Numéro 7 - Juillet 2022

Bulletin des arrêts des chambres civiles

Bulletin des arrêts des chambres civiles

Numéro 7 - Juillet 2022

PROTECTION DES CONSOMMATEURS

Com., 6 juillet 2022, n° 20-17.355, (B), FRH

Rejet

Cautionnement – Principe de proportionnalité – Disproportion de l'engagement – Critère d'appréciation – Biens et revenus à considérer – Caution mariée sous le régime de la séparation de biens – Absence de preuve de la disproportion au regard de leurs biens et revenus propres – Portée – Prise en compte de l'ensemble de leurs biens

Faits et procédure

1. Selon l'arrêt attaqué (Montpellier, 30 octobre 2019), par un acte du 23 décembre 2010, la société Caisse d'épargne et de prévoyance du Languedoc Roussillon (la banque) a consenti à la société Le pétrin d'Honoré Béziers (la société) un prêt d'un montant de 330 000 euros, garanti, aux termes du même acte, par le cautionnement solidaire de M. et Mme [U], dans la limite de 429 000 euros et pour une durée de neuf ans.

La société ayant été mise en redressement puis liquidation judiciaires, la banque a assigné M. et Mme [U], qui lui ont opposé la disproportion de leur engagement et un manquement à son obligation d'information annuelle des cautions.

Examen des moyens

Sur le premier moyen, pris en ses première et deuxième branches

Enoncé du moyen

2. M. et Mme [U] font grief à l'arrêt de les condamner à payer à la banque la somme de 288 691,55 euros, alors :

« 1°/ que l'erreur de retranscription de la formule « mes revenus et mes biens » en « mes revenus et bien » affecte la portée des mentions manuscrites dont la reproduction est prévue par l'article L. 341-2 du code de la consommation applicable en la cause, cette erreur pouvant altérer la compréhension par la caution du sens et de la portée de son engagement, dont elle peut penser, peu important que ce soit à tort ou à raison, qu'il n'engage que ses revenus et l'un de ses biens et non l'ensemble de ses biens ; qu'en décidant le contraire, la cour d'appel a violé ce texte par refus d'application ;

2°/ qu'en décidant que cette erreur ne limitait pas en tous cas le gage de la banque aux seuls revenus des cautions, à supposer les engagements valables et non manifestement disproportionnés aux biens et revenus des cautions, la cour a derechef violé l'article L. 341-2 du Code de la consommation applicable en la cause. »

Réponse de la Cour

3. L'arrêt retient que l'emploi du singulier sur l'un des termes de l'expression « mes revenus et bien » n'est qu'une faute d'accord entre le pronom « mes » et le substantif « bien », qui doivent s'accorder en genre et en nombre.
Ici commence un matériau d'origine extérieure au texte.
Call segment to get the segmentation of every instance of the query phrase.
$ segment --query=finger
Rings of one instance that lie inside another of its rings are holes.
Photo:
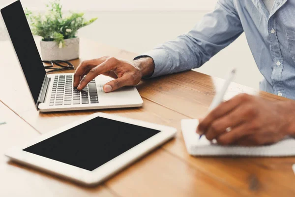
[[[90,82],[98,75],[111,70],[116,66],[116,64],[114,63],[112,61],[106,61],[96,67],[91,68],[85,77],[81,80],[80,84],[78,86],[78,90],[82,90],[86,86],[88,83]]]
[[[86,70],[85,70],[85,71],[84,72],[84,73],[83,73],[83,74],[82,74],[81,75],[81,76],[80,77],[80,81],[81,81],[81,80],[82,80],[82,79],[83,78],[84,78],[84,77],[87,75],[87,74],[88,74],[88,73],[89,73],[89,71],[90,71],[91,68],[87,68],[87,69],[86,69]]]
[[[130,78],[128,75],[110,81],[103,87],[103,90],[106,93],[114,91],[123,86],[132,85]]]
[[[251,97],[250,95],[242,94],[236,96],[230,100],[221,103],[209,113],[203,121],[200,123],[197,128],[198,132],[205,132],[214,120],[224,116],[233,110],[241,103],[248,100],[250,99]]]
[[[241,105],[217,120],[213,121],[206,131],[206,138],[209,140],[227,132],[227,128],[233,128],[241,123],[246,122],[252,116],[251,106]]]
[[[104,75],[108,76],[109,76],[110,77],[113,78],[114,79],[118,79],[118,76],[117,76],[117,74],[116,74],[116,73],[115,73],[115,72],[114,72],[113,71],[109,71],[108,72],[105,72],[103,74]]]
[[[245,122],[232,128],[229,132],[221,134],[216,139],[217,142],[222,145],[233,144],[246,136],[252,135],[254,132],[250,129],[249,124]]]
[[[96,59],[82,62],[75,71],[75,74],[74,74],[74,86],[77,87],[79,85],[81,79],[81,76],[87,68],[89,68],[91,69],[91,68],[100,65],[105,60],[104,59]]]

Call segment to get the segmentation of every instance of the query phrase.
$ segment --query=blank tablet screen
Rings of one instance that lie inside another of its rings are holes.
[[[160,131],[98,117],[23,150],[92,171]]]

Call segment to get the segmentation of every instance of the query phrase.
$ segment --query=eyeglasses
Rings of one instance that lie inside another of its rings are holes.
[[[55,72],[57,71],[64,70],[73,70],[75,69],[74,66],[71,63],[64,61],[63,60],[52,60],[51,61],[42,61],[43,63],[50,64],[50,66],[44,66],[44,68],[50,69],[51,70],[47,71],[47,73]],[[53,67],[55,65],[61,67],[60,68]]]

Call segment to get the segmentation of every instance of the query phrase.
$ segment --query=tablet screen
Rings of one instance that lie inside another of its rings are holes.
[[[98,117],[23,150],[92,171],[160,131]]]

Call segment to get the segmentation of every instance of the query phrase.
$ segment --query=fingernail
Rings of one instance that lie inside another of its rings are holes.
[[[203,133],[204,133],[204,132],[203,132],[199,130],[197,130],[197,133],[199,134],[199,135],[201,135],[201,134],[202,134]]]
[[[107,92],[110,92],[111,91],[112,91],[112,89],[113,88],[112,88],[112,86],[111,86],[109,85],[106,85],[105,86],[105,92],[107,93]]]

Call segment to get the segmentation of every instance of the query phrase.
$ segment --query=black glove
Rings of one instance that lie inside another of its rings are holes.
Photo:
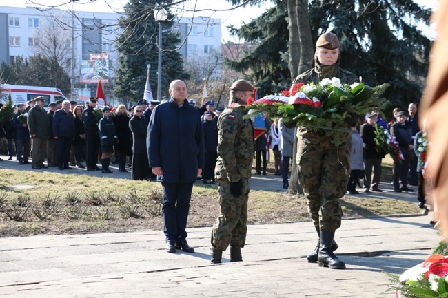
[[[230,182],[230,193],[234,197],[243,194],[243,181],[241,179],[237,182]]]

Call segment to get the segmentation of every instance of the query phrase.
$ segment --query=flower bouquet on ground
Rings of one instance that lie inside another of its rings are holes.
[[[385,273],[397,298],[447,298],[448,258],[432,255],[423,263],[406,270],[400,277]]]
[[[256,113],[265,112],[272,119],[283,118],[285,123],[310,130],[348,132],[349,119],[363,118],[374,107],[383,105],[385,98],[381,95],[388,86],[383,84],[371,87],[363,83],[349,85],[341,84],[337,78],[325,78],[316,85],[296,84],[281,96],[265,96],[245,108]]]
[[[405,157],[400,150],[398,142],[396,141],[394,136],[391,136],[387,129],[376,123],[374,133],[375,134],[374,142],[376,145],[377,151],[383,150],[387,153],[394,161],[401,162],[405,160]]]
[[[23,113],[21,115],[17,116],[17,120],[21,124],[26,124],[27,120],[28,119],[28,113]]]

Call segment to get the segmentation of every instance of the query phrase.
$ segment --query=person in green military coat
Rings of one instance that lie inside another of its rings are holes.
[[[223,251],[230,244],[230,262],[243,261],[247,231],[249,178],[254,159],[254,126],[243,118],[245,105],[254,86],[238,80],[230,87],[229,107],[218,118],[218,161],[215,180],[218,184],[221,214],[212,230],[212,262],[221,263]]]
[[[316,43],[314,68],[299,74],[293,87],[298,83],[318,84],[324,78],[333,77],[340,79],[343,84],[358,81],[354,74],[339,67],[339,45],[334,34],[320,35]],[[354,121],[356,123],[358,119],[354,117],[347,120],[347,131],[340,134],[337,146],[331,130],[304,127],[297,129],[299,184],[303,188],[308,212],[319,235],[316,248],[307,259],[309,262],[317,262],[319,266],[345,268],[345,264],[333,253],[338,248],[334,238],[342,217],[339,198],[345,194],[350,175],[352,133],[349,127],[356,126]]]

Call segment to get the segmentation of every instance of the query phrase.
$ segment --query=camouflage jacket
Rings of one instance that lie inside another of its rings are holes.
[[[254,158],[254,126],[244,114],[243,110],[227,107],[218,119],[217,175],[227,175],[232,182],[250,178]]]
[[[314,63],[314,68],[299,74],[292,82],[293,85],[297,83],[309,84],[314,82],[318,84],[323,78],[338,78],[343,84],[352,84],[358,82],[359,78],[352,72],[339,68],[339,61],[332,65],[323,65],[318,61]]]

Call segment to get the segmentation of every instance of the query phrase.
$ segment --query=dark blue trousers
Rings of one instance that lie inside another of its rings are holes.
[[[68,161],[70,159],[72,138],[60,136],[57,141],[58,166],[68,167]]]
[[[187,220],[193,183],[162,183],[163,187],[163,233],[167,242],[187,238]]]

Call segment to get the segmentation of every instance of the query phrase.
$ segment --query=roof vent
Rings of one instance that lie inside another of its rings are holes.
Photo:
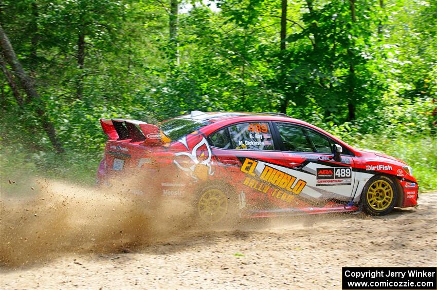
[[[202,111],[191,111],[191,115],[190,117],[191,118],[194,118],[204,114],[205,114],[205,113]]]

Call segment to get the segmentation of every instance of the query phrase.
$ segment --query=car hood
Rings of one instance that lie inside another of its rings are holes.
[[[394,160],[395,161],[397,161],[398,162],[400,162],[403,164],[407,165],[407,163],[401,160],[398,158],[396,158],[396,157],[393,157],[393,156],[390,156],[390,155],[387,155],[387,154],[384,154],[382,152],[379,151],[376,151],[376,150],[370,150],[369,149],[361,149],[361,148],[357,148],[357,151],[358,151],[362,153],[363,155],[374,155],[375,156],[378,156],[379,157],[383,157],[384,158],[387,158],[387,159],[390,159],[390,160]]]

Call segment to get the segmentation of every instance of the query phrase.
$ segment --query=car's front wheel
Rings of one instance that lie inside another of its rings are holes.
[[[384,176],[370,179],[365,186],[362,194],[363,209],[374,216],[384,216],[393,210],[398,198],[394,182]]]
[[[238,217],[237,201],[230,186],[221,184],[206,185],[198,191],[195,205],[197,216],[202,223],[209,225],[233,222]]]

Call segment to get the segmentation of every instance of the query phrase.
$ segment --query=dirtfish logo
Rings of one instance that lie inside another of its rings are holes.
[[[366,165],[366,170],[372,171],[392,170],[393,168],[390,165]]]

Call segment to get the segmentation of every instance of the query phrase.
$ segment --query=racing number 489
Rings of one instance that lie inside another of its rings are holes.
[[[335,168],[336,177],[351,177],[351,168],[348,167]]]

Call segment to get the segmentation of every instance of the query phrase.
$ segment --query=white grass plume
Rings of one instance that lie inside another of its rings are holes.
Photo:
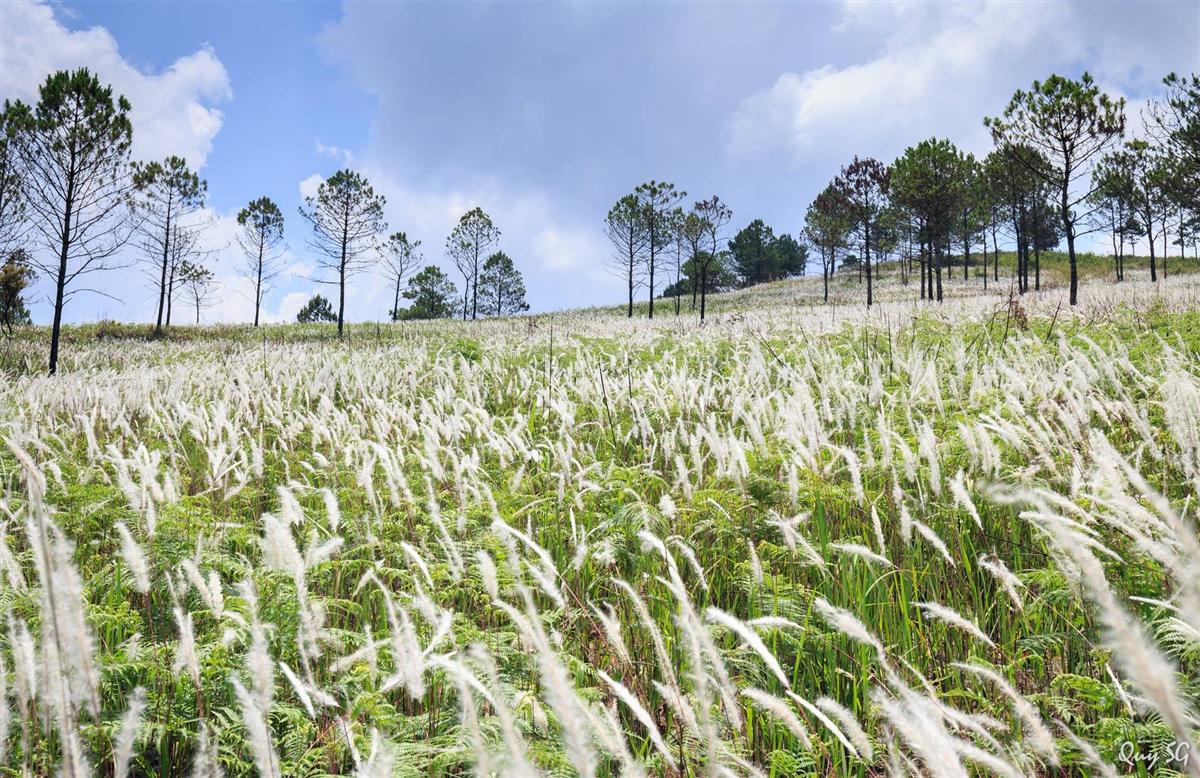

4. La cour d'appel a pu en déduire que cette imperfection mineure ne permettait pas de douter de la connaissance qu'avaient les cautions de la nature et de la portée de leur engagement, ce dont il résulte que cette erreur matérielle n'a pas affecté la validité du cautionnement et n'a pas eu pour conséquence de limiter le gage du créancier.

5. Le moyen n'est donc pas fondé.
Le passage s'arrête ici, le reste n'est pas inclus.